Dans la grammaire du développement infrastructurel camerounais, le rail occupe une place paradigmatique. C’est fort de cette conviction que le Ministre des Transports (MINT), Jean Ernest Masséna Ngallé Bibehe, a conduit les travaux de la 48ème session extraordinaire du COMIFER. Autour de la table, un aréopage de décideurs — du Ministre délégué aux sommets de la hiérarchie de CAMRAIL — s’est penché sur l’urgence de transformer les résolutions en réalités tangibles.

Un nouveau cadre normatif pour une ambition industrielle

L’un des piliers de cette session a été la mise en adéquation du cadre conventionnel avec la loi n°2023/010 régissant le secteur ferroviaire. Cette mutation législative n’est pas qu’une simple formalité juridique ; elle conditionne la validité de la relation État-CAMRAIL et prépare l’avènement du deuxième plan quinquennal (PQ2).
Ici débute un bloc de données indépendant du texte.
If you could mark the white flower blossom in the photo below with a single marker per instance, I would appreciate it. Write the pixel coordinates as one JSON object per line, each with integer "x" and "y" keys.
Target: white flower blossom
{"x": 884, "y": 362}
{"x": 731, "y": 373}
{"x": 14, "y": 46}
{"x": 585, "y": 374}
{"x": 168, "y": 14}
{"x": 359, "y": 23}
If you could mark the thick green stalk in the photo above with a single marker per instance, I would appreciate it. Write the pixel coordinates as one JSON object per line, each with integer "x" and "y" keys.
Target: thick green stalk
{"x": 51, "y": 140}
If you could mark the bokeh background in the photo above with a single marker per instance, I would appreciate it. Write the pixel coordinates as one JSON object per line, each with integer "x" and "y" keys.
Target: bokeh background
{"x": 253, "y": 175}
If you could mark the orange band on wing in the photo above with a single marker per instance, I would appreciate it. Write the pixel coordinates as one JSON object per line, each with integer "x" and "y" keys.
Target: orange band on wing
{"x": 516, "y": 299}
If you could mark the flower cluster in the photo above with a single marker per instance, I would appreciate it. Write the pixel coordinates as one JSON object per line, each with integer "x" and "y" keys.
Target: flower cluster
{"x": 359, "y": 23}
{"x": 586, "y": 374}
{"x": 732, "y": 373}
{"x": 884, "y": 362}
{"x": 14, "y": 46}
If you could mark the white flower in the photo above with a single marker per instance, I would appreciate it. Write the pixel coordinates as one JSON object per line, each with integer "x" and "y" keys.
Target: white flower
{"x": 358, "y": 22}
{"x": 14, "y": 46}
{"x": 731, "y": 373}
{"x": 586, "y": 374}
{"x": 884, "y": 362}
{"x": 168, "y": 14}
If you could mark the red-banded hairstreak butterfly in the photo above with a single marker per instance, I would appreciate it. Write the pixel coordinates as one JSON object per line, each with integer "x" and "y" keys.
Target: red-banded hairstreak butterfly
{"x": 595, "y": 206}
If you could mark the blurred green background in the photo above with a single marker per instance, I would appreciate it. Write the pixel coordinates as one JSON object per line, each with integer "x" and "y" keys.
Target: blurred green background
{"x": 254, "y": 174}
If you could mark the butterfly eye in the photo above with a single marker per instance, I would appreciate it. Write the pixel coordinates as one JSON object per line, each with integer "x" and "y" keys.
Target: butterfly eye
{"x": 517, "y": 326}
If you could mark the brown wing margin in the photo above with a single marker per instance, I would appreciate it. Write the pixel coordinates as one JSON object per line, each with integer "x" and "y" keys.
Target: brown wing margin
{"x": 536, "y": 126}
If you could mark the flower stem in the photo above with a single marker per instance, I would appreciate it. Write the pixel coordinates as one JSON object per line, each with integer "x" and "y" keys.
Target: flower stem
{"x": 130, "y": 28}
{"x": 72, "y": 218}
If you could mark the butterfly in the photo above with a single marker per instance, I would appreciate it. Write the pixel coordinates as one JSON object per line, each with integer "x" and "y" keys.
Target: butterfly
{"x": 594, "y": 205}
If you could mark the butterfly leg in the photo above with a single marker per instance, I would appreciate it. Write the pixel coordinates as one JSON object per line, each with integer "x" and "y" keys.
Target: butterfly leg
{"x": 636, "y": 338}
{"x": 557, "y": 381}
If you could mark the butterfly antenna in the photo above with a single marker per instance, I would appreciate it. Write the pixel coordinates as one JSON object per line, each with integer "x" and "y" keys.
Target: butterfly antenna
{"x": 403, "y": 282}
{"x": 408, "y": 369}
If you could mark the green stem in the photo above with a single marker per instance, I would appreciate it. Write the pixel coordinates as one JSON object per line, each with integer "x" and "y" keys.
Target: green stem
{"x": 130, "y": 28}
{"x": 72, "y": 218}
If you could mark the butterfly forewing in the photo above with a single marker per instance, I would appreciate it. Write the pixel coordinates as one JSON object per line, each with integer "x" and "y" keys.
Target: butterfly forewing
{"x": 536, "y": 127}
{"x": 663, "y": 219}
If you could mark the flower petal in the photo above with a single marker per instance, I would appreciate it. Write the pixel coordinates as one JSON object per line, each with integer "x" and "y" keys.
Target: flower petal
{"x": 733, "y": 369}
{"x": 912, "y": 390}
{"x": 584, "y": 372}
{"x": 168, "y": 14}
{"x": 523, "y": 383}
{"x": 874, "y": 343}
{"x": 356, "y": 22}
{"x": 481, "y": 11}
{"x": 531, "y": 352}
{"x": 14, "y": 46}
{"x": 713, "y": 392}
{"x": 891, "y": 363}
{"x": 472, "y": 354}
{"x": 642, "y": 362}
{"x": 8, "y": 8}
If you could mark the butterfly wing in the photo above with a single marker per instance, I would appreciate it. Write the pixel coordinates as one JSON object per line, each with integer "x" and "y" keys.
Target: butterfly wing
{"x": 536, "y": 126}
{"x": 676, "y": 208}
Pour le MINT, le rail doit devenir le poumon de l’économie minière. L’examen des préparatifs liés au transport de la bauxite démontre la volonté gouvernementale d’adosser l’exploitation des ressources naturelles à une logistique ferroviaire performante. Cette ambition industrielle se double d’une exigence de service public : l’acquisition imminente de matériel roulant pour les voyageurs vise à restaurer le confort et la régularité, piliers de la mobilité nationale.

Sécurité et résilience : Sanctuariser le patrimoine national

La mémoire de l’accident d’Eseka reste un point de vigilance éthique et administratif, dont le suivi rigoureux demeure une priorité. Mais au-delà de la gestion des crises passées, le COMIFER s’est focalisé sur la pérennité du réseau. Jean Ernest Masséna Ngallé Bibehe a fustigé l’incivisme qui menace les emprises ferroviaires, appelant à une sécurisation accrue du domaine.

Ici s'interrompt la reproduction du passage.